3) Sapa ta kang wus siraman, sang bagus miwah sang putri, kang priya pekik sulistya, kang putri endahing warni, lir dyadara widadari, tejane katon sumunu, nenggih Bagus Santosa, kaliyan Dewi Sulistyani, tulus mulya kalis saking sambekala.

4) Ratri iki konayoman mugi, dadya hayu kalis ing sambekala, entek lebur rubedane, nama wit kalpataru, miwah Dewadaru puniki, antuk karsaning Suksma, salugu kagadhuh, ratu miwah kang akrama, hingasta pra widadara widadari, hander maring buwana.

5) Janma putra palakrami, candrane pinindha raja, lir prameswari putrine, nenggih sang Bagus Jatmika, miwah Mirasani ika, sang Bagus kalyan Ahayu, tunggal cipta rasa karsa.

3. Pelestari Budaya

Kadangkala pranata adicara merupakan tempat untuk bertanya tentang segala acara yang akan dilaksanakan di dalam prosesi pernikahan. Bahkan sering diundang rapat untuk narasumber acara.

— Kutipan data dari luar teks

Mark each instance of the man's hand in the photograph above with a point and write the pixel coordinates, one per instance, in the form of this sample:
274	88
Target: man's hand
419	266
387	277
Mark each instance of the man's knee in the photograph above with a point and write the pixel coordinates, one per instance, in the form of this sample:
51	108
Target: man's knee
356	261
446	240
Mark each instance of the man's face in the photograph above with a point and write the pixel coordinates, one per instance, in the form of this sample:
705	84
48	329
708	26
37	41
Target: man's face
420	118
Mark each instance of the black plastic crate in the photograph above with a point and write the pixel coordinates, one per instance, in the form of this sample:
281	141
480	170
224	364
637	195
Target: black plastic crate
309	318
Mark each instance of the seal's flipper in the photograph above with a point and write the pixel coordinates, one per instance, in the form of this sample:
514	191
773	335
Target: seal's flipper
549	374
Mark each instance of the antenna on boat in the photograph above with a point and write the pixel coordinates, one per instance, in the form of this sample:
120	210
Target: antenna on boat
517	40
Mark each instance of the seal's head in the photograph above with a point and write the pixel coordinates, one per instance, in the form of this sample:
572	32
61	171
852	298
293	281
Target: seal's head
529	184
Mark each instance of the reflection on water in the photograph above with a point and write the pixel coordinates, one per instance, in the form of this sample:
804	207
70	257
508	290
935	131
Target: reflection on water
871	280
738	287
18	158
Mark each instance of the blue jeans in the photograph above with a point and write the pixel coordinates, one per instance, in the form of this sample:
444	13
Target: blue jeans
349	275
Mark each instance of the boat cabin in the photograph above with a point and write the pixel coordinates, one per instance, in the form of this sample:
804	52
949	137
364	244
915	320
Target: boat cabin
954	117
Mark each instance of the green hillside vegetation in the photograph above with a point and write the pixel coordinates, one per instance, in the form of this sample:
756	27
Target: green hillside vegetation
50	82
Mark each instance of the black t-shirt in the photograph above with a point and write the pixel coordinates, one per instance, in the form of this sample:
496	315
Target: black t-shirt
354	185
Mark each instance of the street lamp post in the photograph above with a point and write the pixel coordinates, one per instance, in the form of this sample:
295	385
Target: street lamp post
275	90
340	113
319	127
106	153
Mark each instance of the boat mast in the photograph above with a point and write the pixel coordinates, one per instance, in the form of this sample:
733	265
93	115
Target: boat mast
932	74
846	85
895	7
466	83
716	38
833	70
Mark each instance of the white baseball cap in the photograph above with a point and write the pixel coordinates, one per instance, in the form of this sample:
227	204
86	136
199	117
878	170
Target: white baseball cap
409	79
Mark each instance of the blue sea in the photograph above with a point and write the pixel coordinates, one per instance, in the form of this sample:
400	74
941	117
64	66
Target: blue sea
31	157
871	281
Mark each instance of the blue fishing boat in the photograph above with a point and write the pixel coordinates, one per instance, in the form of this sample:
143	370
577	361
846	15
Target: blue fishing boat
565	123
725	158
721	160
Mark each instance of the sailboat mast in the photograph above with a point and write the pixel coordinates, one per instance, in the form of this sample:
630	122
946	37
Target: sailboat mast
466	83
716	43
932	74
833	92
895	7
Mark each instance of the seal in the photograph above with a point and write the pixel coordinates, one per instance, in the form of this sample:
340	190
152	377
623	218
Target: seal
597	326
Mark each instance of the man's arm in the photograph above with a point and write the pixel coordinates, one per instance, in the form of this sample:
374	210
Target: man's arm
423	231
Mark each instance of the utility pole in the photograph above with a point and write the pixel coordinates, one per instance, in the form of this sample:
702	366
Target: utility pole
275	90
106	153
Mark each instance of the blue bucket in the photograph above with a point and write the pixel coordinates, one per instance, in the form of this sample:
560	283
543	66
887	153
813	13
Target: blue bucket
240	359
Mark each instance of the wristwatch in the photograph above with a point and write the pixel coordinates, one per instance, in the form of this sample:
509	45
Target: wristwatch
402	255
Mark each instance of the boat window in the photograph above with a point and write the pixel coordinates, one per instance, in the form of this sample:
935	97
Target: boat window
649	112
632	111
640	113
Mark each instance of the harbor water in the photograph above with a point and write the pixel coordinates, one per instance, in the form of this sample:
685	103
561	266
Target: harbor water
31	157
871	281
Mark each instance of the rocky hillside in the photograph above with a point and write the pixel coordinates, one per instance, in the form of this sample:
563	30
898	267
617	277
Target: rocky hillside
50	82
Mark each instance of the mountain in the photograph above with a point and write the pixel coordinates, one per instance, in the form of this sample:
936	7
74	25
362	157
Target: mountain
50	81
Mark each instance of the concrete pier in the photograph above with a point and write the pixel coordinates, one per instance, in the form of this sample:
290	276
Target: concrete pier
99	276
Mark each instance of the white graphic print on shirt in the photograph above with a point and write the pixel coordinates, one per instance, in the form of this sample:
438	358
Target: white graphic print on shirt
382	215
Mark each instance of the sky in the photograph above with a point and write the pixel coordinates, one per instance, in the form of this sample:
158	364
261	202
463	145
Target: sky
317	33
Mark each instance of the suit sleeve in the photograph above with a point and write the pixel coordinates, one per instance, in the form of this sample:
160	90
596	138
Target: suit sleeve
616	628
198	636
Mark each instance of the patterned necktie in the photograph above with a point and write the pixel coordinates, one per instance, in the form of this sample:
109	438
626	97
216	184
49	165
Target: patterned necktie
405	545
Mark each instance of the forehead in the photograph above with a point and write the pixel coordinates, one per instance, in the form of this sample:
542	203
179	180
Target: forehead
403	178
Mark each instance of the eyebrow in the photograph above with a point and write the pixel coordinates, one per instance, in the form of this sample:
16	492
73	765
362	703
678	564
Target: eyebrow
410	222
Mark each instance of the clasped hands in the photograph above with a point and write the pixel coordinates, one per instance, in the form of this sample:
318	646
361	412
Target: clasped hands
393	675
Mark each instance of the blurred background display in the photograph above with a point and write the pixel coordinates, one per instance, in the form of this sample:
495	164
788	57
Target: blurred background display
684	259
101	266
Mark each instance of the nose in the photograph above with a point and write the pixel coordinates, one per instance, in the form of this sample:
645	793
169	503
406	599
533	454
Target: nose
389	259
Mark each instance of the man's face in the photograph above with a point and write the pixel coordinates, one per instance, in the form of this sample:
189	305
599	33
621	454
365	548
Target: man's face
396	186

Dalam kondisi demikian, pranata adicara dapat membeberkan setiap prosesi adat yang akan dilaksanakan. Uraian itu selain bentuk juga manfaat dan tujuannya. Dari uraian pranata adicara tersebut, sohibul hajat akan menentukan dan memilih acara. Ada kemungkinan beberapa pilihan, antara lain (a) acara dilaksanakan jangkep (lengkap), (b) acara yang penting-penting saja, dan (c) acara yang praktis saja.

Walaupun pranata adicara tidak dapat menentukan acara yang akan dilaksanakan, telah memberikan kontribusi bagi para pelaku pelestari adat perkawinan Jawa. Semakin lengkap tata upacara perkawinan dilaksanakan, semakin besar pula andil pranata adicara di dalam melestarikan adat perkawinan budaya Jawa.

Oleh: Suwarna

PUSTAKA

  • Mandaru, Mans. 1992. Atrisi Bahasa: Sisi Pemerolehan Bahasa yang Jarang Dijamah. Makalah. Malang: IKIP.
  • Suwarna. 1998. Gita Wicara Jawi Pranatacara saha Pamedharsabda. Yogyakarta: Kanisius.